LKL’s fifth unscientific selection of people and events who have made 2010.
Personality of the Year
No question about this: Kim Yu-na. Olympic champion, 5th-highest earning female sportsperson globally, ambassador for everything from the G20 to the Catholic Church. I’m sure if she ran for president she’d get elected.
Albums of the Year
Four LKL music watchers made their choices here, of which the picks are:
- 3rd Line Butterfly Nine Days or a Million: this band celebrated its 10th anniversary last year, and celebrated with a batch of reissues and a new album. The band made it into the top picks of two of LKL’s contributors.
- Apollo 18 got their Red Album into Anna’s top 5 two years running by virtue of re-recording it and adding a few songs. “The result: my most favourite release ever,” says Anna who runs Indieful ROK. Got to be worth a listen.
- And from Saharial’s choices I select Epik High’s Epilogue. Amazing that the band keeps going with one of their members (DJ Tukutz) in the army and another (Tablo) fighting against a vicious netizen campaign claiming that he never got his Stanford degree.

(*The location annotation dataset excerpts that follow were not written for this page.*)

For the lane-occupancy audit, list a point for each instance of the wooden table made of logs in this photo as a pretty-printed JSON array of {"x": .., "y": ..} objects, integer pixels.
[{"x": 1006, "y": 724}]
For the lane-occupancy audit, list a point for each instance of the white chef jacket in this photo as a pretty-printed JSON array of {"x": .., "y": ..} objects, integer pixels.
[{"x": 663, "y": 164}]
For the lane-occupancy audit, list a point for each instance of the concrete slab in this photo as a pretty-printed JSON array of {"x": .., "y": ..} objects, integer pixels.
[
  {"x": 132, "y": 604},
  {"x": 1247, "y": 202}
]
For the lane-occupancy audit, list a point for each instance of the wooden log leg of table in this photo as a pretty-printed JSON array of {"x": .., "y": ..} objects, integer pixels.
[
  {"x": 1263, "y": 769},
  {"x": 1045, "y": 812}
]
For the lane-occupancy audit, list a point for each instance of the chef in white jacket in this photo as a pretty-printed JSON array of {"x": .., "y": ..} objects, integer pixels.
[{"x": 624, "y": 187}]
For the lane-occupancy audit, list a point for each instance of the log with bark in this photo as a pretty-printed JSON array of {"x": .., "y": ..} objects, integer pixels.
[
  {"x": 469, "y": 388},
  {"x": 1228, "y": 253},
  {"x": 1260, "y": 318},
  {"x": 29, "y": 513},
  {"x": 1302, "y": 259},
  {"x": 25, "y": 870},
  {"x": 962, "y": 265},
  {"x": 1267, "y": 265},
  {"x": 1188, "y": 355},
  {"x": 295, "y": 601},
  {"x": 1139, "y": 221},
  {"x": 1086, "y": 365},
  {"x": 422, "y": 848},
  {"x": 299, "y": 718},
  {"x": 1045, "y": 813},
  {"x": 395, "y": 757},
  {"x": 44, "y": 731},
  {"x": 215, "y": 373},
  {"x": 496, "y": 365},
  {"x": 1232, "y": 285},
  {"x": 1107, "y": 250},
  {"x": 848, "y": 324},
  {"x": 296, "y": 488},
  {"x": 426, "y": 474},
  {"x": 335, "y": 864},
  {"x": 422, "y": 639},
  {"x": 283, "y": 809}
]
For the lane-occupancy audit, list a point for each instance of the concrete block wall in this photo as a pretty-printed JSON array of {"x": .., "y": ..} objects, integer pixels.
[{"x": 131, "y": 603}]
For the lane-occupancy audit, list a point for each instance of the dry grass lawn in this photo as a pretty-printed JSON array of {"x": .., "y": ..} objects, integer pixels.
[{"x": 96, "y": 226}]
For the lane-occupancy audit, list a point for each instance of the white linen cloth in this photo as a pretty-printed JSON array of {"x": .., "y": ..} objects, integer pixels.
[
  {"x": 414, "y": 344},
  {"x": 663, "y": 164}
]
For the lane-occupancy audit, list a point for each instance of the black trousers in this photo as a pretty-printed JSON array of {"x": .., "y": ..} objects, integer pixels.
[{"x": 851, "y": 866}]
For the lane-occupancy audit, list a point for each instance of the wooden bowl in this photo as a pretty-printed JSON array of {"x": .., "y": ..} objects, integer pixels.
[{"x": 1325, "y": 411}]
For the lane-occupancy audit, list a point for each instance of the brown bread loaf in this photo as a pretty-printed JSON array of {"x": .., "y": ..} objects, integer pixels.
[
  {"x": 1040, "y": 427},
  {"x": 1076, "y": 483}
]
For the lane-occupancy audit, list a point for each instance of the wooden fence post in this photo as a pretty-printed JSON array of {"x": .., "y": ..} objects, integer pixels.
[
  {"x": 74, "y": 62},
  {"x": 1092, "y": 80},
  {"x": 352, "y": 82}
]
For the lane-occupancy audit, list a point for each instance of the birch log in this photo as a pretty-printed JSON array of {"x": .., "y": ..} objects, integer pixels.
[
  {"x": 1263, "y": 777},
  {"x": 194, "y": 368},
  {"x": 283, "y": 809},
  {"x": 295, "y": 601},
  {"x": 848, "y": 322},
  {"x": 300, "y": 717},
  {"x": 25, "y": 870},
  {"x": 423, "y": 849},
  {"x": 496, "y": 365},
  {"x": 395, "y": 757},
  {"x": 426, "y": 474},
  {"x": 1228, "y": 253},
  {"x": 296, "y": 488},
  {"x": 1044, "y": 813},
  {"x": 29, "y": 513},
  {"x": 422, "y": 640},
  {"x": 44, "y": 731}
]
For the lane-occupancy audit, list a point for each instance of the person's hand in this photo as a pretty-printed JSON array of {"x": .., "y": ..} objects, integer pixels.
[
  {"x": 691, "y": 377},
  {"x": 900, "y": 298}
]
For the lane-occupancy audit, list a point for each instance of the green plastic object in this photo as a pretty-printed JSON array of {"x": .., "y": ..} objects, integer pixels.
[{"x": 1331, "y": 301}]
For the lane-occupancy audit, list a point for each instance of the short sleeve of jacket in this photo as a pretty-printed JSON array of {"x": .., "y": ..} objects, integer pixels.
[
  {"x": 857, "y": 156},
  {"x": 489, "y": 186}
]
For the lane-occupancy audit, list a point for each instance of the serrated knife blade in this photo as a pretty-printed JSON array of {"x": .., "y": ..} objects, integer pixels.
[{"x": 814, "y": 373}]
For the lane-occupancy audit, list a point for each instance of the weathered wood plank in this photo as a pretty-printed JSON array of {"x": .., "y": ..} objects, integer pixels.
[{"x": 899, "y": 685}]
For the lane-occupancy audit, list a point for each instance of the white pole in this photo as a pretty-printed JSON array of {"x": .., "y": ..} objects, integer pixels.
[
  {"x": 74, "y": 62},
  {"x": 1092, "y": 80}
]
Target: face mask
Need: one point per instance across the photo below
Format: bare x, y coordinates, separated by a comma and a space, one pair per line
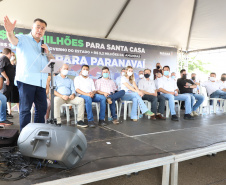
184, 76
141, 76
12, 58
146, 75
212, 79
129, 73
105, 75
166, 73
85, 73
64, 72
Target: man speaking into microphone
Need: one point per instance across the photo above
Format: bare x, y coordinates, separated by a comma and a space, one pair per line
30, 61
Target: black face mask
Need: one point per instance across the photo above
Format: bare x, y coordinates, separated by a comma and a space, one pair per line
146, 75
184, 76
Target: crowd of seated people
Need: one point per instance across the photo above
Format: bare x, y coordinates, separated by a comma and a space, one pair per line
164, 88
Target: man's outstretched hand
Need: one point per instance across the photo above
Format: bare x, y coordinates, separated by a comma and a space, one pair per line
9, 26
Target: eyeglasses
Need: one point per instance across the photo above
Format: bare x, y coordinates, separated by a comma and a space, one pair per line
39, 27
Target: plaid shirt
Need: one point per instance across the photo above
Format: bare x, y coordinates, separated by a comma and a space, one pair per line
104, 85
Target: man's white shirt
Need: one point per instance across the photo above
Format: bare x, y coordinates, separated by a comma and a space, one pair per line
211, 87
147, 85
84, 84
167, 84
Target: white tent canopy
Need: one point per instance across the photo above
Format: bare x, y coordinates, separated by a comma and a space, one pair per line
184, 24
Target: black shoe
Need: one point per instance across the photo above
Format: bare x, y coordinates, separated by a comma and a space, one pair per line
7, 122
174, 118
92, 124
10, 116
102, 123
188, 117
82, 124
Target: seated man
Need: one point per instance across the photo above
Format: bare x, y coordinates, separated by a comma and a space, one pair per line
157, 70
186, 87
194, 80
140, 77
86, 89
213, 87
3, 120
173, 76
107, 87
147, 86
118, 79
65, 93
223, 82
168, 88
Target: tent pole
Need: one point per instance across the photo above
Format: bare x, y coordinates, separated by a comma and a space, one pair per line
118, 17
191, 24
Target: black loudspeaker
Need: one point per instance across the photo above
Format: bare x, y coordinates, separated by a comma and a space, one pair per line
63, 145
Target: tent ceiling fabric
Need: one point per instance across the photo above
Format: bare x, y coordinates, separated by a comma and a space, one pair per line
159, 22
209, 25
155, 22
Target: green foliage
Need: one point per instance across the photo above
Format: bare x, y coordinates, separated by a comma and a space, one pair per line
192, 65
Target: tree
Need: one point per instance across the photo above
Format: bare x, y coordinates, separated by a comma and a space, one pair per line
191, 64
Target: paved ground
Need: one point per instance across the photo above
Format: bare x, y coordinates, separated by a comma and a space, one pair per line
200, 171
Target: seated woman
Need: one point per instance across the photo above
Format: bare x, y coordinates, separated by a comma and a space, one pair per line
128, 84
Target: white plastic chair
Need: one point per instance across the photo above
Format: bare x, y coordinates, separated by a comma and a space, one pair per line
66, 106
168, 109
127, 104
32, 113
215, 100
109, 111
97, 105
148, 104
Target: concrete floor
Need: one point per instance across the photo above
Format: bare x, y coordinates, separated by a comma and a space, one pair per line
200, 171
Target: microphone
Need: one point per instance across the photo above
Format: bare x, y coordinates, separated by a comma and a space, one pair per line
42, 49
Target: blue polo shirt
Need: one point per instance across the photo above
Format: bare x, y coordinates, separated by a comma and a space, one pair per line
30, 61
64, 86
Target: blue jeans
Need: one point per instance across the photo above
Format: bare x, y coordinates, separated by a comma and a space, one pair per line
88, 104
114, 97
197, 97
3, 107
218, 94
182, 97
133, 96
29, 94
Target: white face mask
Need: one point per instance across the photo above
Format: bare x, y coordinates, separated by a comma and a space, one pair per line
129, 73
212, 79
64, 72
85, 73
12, 58
141, 76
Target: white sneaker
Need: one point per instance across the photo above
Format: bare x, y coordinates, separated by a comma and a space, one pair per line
195, 113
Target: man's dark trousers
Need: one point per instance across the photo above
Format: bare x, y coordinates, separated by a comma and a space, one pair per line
154, 100
29, 94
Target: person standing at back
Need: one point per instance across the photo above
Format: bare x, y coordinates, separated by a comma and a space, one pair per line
30, 61
8, 72
157, 70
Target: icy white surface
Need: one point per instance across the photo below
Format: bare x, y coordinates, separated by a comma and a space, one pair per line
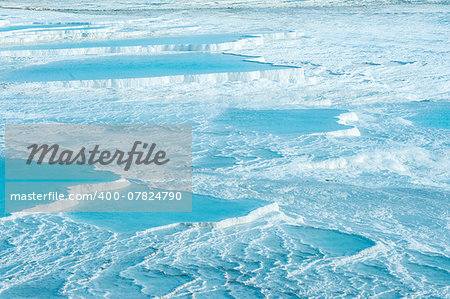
341, 216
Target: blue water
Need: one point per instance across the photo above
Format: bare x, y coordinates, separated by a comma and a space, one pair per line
122, 67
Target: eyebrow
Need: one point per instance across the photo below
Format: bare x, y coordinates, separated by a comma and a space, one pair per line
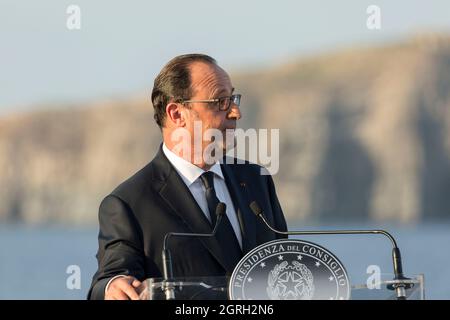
224, 91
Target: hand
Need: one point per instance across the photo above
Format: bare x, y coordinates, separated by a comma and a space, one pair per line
123, 288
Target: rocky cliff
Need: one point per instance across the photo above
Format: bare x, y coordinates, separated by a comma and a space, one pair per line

Commerical K-pop band of the year
Yes, maybe we have enough commercial boy and girl bands, but for the moment no-one’s complaining too hard. Girls Generation are tops according to Gallup, and they’ve certainly had a prominent year. But the most cleverly marketed band is Kara. They started the year by getting noticed by the British tabloid press when someone subtitled their hit “Mister” with words not very flattering to Chelsea footballer Frank Lampard. Those who took the trouble to track them down will have loved their butt dance for the same single (above). Continuing the football theme, they brought out a catchy World Cup cheering song, and in a year in which complaints about sexuality in K-pop got ever louder, Kara managed to get their mildly racy outfits for “Jumping” banned from TV. With their own TV show coming to Japan soon, full marks go to Kara.
Film of the Year
The most discussed film of the year? Kim Ji-woon’s I Saw the Devil. At LKL we hated it, but it has stuck in the mind, and it’s the film that everyone’s twittering about. To be honest, I haven’t seen a film that’s bowled me over this year. I slept through HaHaHa like I usually do with Hong Sang-soo’s films; I cheered through The Man from Nowhere, but now can’t remember much about it. Lee Chang-dong’s Poetry is just too bleak to put at the top of the list, but after all the bad press it received I enjoyed Housemaid much more than I was expecting. Secret Reunion was fun, too. I wish I’d been able to see Bedevilled, Moss, The Servant and 71 Into the Fire at the London Korean Film Festival, but they screened either too early or too late in the evening. But the slow-burn film I’ll want to see again when it is released next year is the gentle, warm animation Green Days.
Cultural Event of the Year – London
More detailed thoughts on the variety of cultural events are in my post here. It has been a good year.
Runner-up: Present from the Past
A number of events this year were prompted by the 60th anniversary of the start of the Korean War. The most high-profile was the KCC’s Present from the Past exhibition – which caught the attention of the BBC’s Michelle Hussain – in which 40 young Korean artists presented newly commissioned works inspired by themes related to the war. The works were later auctioned in aid of British veterans from the war.
Winner: Won Il and Baramgot at the South Bank
As part of the Thames Festival Won Il brought his band of traditional musicians to London. Performing on the open air stage under the London Eye rather too close to a hip-hop venue was probably not the ideal circumstances to hear their unique blend of traditional and contemporary, but fortunately they had a more conventional performance in the Purcell Room immediately after the festival.
Cultural event of the year – Korea
Runner-up: the re-opening of the Gwanghwamun
After being under wraps for nearly four years, newly restored great gate to the Gyeongbokgung was reopened on liberation day, 15 August 2010. Restored to its original position, in alignment with the palace, the gate now commands the Gwanghwamun plaza.
Winner: the Philharmonia in Sorok-do
A couple of years ago the eyes of the world were focused on the New York Philharmonic with Lorin Maazel in Pyongyang. A fat lot of good that bit of musical diplomacy did. This year, much less heralded, was London’s Philharmonia with Vladimir Ashkenazy and Cho Yong-pil in Sorok-do for an audience of sufferers of Hansen’s disease, sponsored by Lady Rothermere’s foundation.
Book of the Year
Joint winners this year. In the non-fiction category, Barbara Demick’s Nothing to Envy. There are too many books about North Korea in the shops, but this is one that should be on everyone’s shelves. Within fiction, it’s Kim Young-ha’s Your Republic is Calling You. A fresh, approachable read.